To achieve that, they need a 288-vote majority in parliament – so if they can persuade just 24 of the PS’s 69 members or the LR’s 47 (or both) to vote with them, Macron’s fifth precarious prime minister in two years is, similar to his forerunners, finished.
Most expect this to occur soon. Even if, by some miracle, the divided parliament musters collective will to approve a budget this year, the prospects for the government beyond that look grim.

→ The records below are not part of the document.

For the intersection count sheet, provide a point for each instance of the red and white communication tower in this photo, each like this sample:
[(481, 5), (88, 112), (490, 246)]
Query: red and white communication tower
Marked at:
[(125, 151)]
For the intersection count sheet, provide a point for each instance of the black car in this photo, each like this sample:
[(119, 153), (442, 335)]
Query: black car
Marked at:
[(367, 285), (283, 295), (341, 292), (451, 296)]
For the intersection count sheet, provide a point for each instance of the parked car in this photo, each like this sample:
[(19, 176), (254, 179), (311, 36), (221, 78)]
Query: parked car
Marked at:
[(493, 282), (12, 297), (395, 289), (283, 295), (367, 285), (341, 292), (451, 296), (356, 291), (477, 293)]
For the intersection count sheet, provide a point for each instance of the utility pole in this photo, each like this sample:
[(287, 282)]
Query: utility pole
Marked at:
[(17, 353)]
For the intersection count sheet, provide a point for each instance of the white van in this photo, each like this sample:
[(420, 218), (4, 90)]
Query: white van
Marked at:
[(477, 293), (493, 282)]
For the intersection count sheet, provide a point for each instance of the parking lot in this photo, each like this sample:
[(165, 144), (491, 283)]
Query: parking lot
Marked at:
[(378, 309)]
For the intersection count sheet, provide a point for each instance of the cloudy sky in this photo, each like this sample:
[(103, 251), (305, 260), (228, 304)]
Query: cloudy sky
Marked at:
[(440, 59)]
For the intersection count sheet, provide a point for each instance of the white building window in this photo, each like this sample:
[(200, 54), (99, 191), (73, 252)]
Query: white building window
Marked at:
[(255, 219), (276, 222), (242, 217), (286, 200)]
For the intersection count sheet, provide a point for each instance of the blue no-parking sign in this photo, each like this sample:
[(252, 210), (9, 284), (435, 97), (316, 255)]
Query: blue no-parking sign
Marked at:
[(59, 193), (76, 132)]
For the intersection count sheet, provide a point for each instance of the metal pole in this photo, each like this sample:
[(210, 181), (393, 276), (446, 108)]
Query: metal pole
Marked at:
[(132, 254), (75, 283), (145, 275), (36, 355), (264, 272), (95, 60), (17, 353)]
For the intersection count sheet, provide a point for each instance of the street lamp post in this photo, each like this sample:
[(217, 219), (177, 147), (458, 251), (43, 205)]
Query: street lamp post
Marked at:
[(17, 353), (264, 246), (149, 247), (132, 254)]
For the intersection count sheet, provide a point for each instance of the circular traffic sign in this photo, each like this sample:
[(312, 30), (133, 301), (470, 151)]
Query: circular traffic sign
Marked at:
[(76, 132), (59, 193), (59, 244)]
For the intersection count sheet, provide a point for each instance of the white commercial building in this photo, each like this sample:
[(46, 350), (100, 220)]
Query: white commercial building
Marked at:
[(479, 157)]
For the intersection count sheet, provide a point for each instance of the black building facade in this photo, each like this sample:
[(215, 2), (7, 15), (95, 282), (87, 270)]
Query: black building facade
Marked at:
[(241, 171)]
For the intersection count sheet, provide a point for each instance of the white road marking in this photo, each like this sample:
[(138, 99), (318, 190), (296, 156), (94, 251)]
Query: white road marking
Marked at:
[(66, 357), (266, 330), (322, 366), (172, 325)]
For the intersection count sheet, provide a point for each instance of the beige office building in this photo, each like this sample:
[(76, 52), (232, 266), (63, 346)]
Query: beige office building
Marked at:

So does an exit exist? Early elections would be unlikely to solve the problem: surveys indicate nearly all parties except the RN would see reduced representation, but there would remain no decisive majority. A new prime minister would confront identical numerical challenges.
Another possibility might be for Macron himself to step down. After a presidential vote, his replacement would dissolve parliament and aim for a legislative majority in the following election. But this also remains unclear.
Polls suggest the future president will be Marine Le Pen or Jordan Bardella. There is at least an odds-on chance that France’s voters, having chosen a far-right leader, might think twice about handing them control of parliament.
Ultimately, France may not emerge from its quagmire until its leaders accept the new political reality, which is that decisive majorities are a bygone phenomenon, winner-takes-all no longer applies, and compromise is not synonymous with failure.
Many think that cultural shift will not be feasible under the existing governmental framework. “This isn't a standard political crisis, but a crise de régime” that will endure indefinitely.
“The regime … was never designed to facilitate – and even disincentivizes – the formation of ruling alliances typical across Europe. The Fifth Republic may well have entered its terminal phase.”